Monday, December 15, 2014

Talking ≠ Teaching

In many cases, either extreme of a possible scenario is equally bad.  For example, being overly cautious about failure vs. being overly fearless are both dangerous.  And you wouldn't want to hit so hard that something breaks, nor hit so lightly that no one can hear you, right?

There are, however, some exceptions to both extremes being bad.  One of them is about talking when teaching.

On one extreme, I can take someone who's never played taiko or done karate before and get them going, without having to say one word.  I know I can work on general stance, how to punch, how to strike, basic patterns, etc.  I bet you can do it with taiko too!  Granted, you won't get much in the way of details or nuances because you're pretty limited, but you can still make some good progress.

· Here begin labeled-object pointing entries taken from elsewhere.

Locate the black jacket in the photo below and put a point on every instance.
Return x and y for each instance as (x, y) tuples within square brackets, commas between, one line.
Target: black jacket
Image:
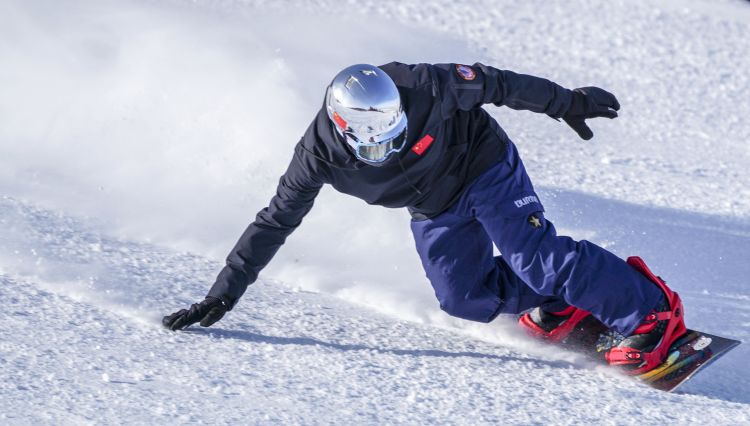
[(450, 141)]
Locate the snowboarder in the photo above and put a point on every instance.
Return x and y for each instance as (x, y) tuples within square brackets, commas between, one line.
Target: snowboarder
[(416, 136)]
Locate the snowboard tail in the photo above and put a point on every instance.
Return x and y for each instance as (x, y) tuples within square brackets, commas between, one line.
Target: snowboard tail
[(687, 356)]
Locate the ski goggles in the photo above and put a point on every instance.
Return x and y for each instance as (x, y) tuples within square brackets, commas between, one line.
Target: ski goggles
[(378, 148)]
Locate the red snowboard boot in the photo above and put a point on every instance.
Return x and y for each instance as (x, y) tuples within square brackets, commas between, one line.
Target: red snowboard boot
[(648, 345), (554, 327)]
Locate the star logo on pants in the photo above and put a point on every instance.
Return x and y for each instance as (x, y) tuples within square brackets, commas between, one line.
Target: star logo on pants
[(534, 221)]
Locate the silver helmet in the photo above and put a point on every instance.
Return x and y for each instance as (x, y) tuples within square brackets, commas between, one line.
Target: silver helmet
[(365, 107)]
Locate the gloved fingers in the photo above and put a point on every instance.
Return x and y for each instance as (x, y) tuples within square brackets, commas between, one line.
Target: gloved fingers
[(182, 322), (178, 320), (606, 113), (212, 316), (606, 100), (580, 127), (168, 320)]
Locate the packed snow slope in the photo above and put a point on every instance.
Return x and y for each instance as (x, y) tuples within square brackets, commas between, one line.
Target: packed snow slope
[(138, 139)]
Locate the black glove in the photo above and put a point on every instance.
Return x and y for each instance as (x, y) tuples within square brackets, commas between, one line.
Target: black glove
[(589, 102), (210, 310)]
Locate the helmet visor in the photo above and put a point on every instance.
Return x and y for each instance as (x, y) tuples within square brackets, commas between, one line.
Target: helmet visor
[(380, 151), (378, 148)]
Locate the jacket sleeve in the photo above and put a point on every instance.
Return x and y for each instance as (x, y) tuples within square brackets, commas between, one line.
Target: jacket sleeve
[(464, 87), (294, 198)]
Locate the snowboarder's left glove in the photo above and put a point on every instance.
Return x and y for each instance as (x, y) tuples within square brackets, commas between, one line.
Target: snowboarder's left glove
[(210, 310), (589, 102)]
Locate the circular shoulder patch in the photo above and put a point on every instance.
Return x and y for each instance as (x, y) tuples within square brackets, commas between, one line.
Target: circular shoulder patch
[(465, 72)]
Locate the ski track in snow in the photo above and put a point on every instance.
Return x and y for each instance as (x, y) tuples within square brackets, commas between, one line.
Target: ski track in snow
[(81, 344), (81, 341)]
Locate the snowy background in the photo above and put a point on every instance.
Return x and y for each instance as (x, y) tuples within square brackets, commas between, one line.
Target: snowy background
[(139, 138)]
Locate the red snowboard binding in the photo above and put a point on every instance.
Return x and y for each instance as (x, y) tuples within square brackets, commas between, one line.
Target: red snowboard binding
[(553, 327), (647, 347)]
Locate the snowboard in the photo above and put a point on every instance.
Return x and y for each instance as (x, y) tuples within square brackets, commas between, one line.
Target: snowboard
[(687, 356)]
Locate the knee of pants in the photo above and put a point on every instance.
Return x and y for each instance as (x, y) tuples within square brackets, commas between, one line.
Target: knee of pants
[(480, 304), (543, 258)]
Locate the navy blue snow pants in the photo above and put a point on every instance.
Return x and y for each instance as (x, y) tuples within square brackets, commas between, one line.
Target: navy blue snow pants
[(537, 267)]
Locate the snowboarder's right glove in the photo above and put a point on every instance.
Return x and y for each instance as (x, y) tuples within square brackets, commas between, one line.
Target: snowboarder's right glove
[(589, 102), (210, 310)]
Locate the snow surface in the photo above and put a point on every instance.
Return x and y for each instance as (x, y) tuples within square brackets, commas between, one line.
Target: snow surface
[(138, 138)]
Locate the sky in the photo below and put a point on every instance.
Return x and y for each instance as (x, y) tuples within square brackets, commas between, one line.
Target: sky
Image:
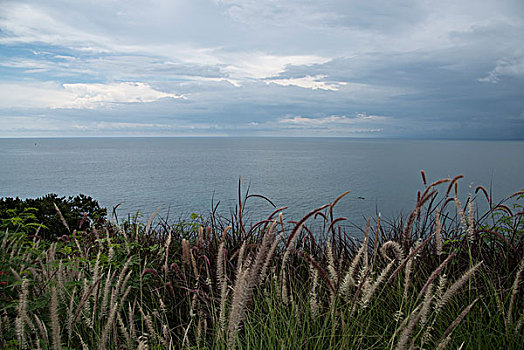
[(407, 68)]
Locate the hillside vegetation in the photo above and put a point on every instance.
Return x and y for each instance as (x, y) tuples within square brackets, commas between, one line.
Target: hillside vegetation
[(446, 276)]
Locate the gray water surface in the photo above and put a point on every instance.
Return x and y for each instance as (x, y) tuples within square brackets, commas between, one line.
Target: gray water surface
[(184, 174)]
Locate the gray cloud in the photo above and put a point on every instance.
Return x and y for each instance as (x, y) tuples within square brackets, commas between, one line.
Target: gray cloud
[(408, 69)]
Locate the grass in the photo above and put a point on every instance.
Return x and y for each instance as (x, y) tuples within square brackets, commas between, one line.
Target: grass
[(444, 277)]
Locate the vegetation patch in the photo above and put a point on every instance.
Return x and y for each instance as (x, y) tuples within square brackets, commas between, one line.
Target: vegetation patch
[(446, 276)]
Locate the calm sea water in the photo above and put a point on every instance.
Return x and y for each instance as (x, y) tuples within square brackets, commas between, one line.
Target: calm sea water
[(183, 175)]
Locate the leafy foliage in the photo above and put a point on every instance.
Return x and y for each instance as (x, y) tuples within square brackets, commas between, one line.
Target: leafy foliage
[(32, 214)]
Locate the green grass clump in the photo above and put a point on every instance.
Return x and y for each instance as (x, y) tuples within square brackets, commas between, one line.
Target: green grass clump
[(445, 277)]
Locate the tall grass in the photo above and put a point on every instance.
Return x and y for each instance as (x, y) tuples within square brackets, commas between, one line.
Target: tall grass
[(446, 277)]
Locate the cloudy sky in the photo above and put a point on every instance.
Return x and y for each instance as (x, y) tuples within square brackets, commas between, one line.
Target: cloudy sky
[(407, 68)]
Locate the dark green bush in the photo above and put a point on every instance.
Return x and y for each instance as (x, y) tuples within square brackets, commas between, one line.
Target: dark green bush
[(33, 214)]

Now take the other extreme, and have me teach someone by talking a ton.  And talking and talking and talking.  Explaining this, commenting on that, sidebars here and experiences there.  Some people do learn better by listening, but there's an overload point for every listener.  Also, time listening is time spent not doing.  For taiko, doing is crucial.

I've been on the other side of this before - being a talkative teacher - where I had SO much information I wanted to get across, and the only way I knew how to do it was to talk!  And people responded by blinking at me, either trying to process or wondering how to politely ask, "what?"

It took me a while as a teacher to realize that talking does not equal communicating.  Communication is about imparting or exchanging information, while talking is simply a delivery mechanism.  If no one's there to pick up your delivery, it gets left at the door.  Or something.  Many students with an overly-talkative teacher eventually stop listening.  It's not because they want to be disrespectful, it's because they no longer know what's important information and it's too tiring to treat everything as important, so they go into "gonna wait until we start doing stuff" mode.

As I said earlier, doing is really important in taiko.  It's often far, far better to have students try doing something even if they've got issues to fix rather than to expect them to "get it" on the first try because you've explained it "well enough".  Odds are, with the latter, you're going to have to repeat yourself because people forgot some of what you said.  If different people are forgetting different things, you could very well wind up repeating most of what you said - defeating the purpose of saying so much in the first place!

Some people can say little and communicate a lot.  Those are awesome teachers.  Most of us have to talk more than that because we're not at that level yet!